Must have permission to download

Internet pirates will face fines of up to 100,000 renminbi (about £6,700) for unauthorised use of copyrighted material on the web under a new Chinese regulation.

From 1 July, uploading or downloading copyrighted material from the internet will require the copyright holder's permission, the state-run Xinhua News Agency reported Monday. Using, producing or importing devices capable of evading copyright protection is also banned under the regulation.

The new edict follows recent tough talk from the Chinese government on piracy and copyright violations. Industry groups such as the BSA (Business Software Alliance), MPA (Motion Picture Association), and RIAA (Recording Industry Association of America) have pressured China for years to improve its dismal record on pirated software and media.

The BSA estimated that in 2005, 86 percent of all software used in China was pirated, with the MPA projecting that 95 percent of all films watched on optical media are pirated.

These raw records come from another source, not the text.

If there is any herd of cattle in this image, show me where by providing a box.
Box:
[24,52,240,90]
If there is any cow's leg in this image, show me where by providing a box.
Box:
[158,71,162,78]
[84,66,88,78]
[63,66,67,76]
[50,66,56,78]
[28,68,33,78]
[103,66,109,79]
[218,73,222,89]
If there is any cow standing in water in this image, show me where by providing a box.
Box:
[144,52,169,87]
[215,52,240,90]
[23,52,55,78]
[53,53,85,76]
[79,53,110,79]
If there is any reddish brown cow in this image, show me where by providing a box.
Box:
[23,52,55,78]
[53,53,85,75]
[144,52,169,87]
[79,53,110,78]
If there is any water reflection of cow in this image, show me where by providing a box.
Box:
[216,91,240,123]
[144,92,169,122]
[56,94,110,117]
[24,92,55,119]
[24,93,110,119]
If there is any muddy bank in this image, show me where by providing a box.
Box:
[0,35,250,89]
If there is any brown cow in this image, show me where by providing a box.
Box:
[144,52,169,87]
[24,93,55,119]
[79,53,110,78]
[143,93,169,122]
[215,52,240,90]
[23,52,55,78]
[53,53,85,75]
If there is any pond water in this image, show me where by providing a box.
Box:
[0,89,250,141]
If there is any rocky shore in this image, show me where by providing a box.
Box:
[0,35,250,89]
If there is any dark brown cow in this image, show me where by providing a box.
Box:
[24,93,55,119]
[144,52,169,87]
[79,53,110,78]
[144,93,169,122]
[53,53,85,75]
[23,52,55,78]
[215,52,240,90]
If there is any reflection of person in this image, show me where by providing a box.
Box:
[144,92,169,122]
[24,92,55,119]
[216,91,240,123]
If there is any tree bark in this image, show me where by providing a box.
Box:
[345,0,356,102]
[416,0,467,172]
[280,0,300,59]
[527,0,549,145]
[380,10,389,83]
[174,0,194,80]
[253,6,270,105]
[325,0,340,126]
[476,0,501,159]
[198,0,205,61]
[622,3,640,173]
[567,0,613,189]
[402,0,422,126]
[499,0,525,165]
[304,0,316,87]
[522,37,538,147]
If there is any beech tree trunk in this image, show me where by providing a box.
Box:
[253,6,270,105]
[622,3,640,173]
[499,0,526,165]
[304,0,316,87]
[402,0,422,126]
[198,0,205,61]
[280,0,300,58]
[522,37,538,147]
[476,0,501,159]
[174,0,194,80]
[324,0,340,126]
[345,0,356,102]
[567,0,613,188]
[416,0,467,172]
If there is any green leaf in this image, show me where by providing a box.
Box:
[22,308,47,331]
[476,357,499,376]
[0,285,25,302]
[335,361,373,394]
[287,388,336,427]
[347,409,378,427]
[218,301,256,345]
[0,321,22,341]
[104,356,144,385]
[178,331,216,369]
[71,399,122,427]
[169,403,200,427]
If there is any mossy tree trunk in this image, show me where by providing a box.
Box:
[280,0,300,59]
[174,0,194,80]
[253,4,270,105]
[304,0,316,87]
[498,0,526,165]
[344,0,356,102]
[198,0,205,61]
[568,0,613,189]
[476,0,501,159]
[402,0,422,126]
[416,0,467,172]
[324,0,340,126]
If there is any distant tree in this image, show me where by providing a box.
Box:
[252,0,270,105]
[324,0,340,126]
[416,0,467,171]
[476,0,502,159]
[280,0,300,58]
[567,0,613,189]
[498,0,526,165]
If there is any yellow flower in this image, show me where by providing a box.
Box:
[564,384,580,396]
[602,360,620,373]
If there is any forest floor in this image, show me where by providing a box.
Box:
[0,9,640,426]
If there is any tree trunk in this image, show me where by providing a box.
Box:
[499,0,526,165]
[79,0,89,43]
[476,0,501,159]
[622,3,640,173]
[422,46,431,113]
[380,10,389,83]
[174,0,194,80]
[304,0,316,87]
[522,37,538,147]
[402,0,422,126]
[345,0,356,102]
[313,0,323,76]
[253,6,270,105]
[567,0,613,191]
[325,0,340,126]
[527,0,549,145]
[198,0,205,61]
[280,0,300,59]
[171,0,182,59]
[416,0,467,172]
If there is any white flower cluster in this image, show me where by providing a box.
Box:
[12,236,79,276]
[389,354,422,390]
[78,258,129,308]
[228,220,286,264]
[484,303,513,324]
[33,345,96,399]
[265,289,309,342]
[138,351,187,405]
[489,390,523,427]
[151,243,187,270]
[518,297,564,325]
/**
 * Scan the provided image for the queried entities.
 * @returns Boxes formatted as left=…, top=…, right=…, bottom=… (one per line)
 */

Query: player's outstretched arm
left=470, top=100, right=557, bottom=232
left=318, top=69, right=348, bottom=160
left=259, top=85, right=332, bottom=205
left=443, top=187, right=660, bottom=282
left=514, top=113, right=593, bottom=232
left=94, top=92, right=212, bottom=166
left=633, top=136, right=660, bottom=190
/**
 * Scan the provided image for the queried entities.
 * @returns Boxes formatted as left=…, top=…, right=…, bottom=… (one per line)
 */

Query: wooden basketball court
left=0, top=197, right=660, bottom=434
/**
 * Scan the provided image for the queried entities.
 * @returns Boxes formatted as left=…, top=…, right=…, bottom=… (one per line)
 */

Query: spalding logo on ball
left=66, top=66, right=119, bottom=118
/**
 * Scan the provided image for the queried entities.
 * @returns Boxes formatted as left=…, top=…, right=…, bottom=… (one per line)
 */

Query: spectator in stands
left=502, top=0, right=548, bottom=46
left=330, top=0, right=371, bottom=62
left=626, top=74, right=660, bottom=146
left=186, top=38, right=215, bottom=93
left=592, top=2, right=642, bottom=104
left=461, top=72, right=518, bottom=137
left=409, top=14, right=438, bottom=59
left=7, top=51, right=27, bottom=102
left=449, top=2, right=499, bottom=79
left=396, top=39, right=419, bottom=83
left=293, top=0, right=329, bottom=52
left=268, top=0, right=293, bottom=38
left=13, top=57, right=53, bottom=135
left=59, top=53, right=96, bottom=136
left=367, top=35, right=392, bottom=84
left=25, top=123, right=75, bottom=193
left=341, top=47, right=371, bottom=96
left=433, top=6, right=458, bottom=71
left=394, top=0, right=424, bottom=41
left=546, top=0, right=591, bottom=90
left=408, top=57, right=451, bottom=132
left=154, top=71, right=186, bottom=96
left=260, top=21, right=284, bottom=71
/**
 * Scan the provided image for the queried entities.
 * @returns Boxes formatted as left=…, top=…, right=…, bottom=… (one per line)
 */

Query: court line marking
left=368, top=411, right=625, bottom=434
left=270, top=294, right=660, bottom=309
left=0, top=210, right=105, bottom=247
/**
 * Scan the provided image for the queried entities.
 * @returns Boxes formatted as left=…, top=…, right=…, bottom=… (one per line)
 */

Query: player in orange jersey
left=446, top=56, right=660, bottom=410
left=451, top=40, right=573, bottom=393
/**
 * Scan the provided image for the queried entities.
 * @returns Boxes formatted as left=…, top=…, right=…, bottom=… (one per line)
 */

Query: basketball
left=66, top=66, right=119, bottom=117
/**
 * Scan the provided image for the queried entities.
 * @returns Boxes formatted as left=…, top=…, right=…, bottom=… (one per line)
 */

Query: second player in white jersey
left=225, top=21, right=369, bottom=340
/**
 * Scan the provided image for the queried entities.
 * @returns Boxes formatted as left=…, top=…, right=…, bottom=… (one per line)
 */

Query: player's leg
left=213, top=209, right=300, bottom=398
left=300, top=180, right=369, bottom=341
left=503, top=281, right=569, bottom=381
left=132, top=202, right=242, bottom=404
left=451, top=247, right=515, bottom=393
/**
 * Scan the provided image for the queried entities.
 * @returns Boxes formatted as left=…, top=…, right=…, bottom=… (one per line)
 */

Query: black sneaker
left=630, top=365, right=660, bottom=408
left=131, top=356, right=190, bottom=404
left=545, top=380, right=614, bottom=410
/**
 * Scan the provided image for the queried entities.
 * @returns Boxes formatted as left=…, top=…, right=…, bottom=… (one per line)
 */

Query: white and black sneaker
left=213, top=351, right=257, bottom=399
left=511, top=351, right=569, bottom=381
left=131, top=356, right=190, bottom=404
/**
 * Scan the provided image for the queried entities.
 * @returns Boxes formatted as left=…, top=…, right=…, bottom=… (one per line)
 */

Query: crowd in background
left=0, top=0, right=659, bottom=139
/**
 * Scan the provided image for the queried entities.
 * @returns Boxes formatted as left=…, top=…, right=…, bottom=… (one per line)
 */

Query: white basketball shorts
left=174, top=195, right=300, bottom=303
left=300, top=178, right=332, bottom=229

Whether the new regulation will be backed by enforcement remains to be seen. "As badly needed as this regulation is, there remain serious questions as to whether the government will be able to enforce this in any meaningful way," said David Wolf, CEO of Wolf Group Asia, a Beijing-based technology consultancy.

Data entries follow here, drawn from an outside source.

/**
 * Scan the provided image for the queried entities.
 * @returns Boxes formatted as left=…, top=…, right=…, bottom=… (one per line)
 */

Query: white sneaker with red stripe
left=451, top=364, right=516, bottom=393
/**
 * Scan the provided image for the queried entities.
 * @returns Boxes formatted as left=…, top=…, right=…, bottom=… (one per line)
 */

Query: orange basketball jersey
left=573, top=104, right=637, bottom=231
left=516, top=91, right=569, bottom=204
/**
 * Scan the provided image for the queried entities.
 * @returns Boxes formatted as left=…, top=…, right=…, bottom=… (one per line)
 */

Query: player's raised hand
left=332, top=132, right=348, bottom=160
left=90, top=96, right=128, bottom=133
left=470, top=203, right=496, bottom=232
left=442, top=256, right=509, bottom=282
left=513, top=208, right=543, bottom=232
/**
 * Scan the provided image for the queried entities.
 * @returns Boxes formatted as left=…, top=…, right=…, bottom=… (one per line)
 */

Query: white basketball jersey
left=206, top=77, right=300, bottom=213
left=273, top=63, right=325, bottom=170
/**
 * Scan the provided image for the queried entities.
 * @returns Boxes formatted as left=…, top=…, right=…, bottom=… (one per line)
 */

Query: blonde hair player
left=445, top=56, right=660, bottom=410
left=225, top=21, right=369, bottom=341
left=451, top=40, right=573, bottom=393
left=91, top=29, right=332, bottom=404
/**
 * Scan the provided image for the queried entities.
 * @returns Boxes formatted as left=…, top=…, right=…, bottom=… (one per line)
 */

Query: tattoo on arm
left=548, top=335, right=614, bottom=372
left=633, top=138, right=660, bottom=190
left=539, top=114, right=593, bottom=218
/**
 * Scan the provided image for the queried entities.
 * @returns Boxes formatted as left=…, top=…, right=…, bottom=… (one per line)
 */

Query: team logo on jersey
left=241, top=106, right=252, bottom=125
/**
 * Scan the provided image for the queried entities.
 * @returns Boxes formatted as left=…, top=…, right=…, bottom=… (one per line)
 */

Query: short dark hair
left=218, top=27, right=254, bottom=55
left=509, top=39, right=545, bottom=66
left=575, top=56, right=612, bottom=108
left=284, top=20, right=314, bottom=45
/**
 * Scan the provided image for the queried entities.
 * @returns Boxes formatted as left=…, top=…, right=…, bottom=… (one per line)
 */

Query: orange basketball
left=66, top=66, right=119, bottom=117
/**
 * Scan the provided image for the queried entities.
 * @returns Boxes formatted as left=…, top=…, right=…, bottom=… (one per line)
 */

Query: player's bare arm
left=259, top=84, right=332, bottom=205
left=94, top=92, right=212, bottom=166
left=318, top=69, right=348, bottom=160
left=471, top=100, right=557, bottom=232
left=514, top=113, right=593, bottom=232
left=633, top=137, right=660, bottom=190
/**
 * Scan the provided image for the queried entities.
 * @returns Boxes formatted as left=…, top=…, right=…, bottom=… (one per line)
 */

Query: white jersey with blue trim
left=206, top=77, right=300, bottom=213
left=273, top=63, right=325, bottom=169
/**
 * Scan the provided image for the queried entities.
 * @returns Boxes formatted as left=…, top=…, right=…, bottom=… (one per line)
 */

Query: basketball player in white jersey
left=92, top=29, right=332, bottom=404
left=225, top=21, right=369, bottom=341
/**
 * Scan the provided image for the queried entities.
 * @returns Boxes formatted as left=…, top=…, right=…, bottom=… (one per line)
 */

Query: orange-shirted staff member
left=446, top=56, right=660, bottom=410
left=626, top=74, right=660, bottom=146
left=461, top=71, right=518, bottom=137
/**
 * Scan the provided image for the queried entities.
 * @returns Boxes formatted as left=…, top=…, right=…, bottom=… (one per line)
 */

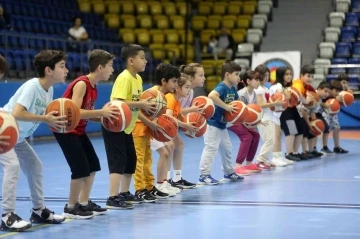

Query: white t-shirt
left=69, top=26, right=86, bottom=39
left=3, top=78, right=54, bottom=142
left=255, top=86, right=276, bottom=122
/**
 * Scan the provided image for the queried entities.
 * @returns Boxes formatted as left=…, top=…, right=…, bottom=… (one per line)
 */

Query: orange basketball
left=191, top=96, right=215, bottom=120
left=101, top=100, right=132, bottom=132
left=0, top=111, right=19, bottom=154
left=303, top=91, right=320, bottom=109
left=326, top=99, right=340, bottom=115
left=244, top=104, right=263, bottom=128
left=151, top=114, right=179, bottom=142
left=182, top=112, right=207, bottom=138
left=140, top=89, right=167, bottom=119
left=269, top=92, right=289, bottom=112
left=224, top=100, right=248, bottom=125
left=339, top=90, right=354, bottom=106
left=45, top=98, right=80, bottom=133
left=310, top=119, right=325, bottom=136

"The sheer scale of the copyright violation problem on the internet in China could support a massive enforcement bureaucracy that I'm not certain the government is prepared to resource."

Last week, Chinese president Hu Jintao called for a new national intellectual property rights strategy. "Only by doing so can China improve its innovation capability and adapt to the socialist market economy and the international environment," Hu said, according to Xinhua.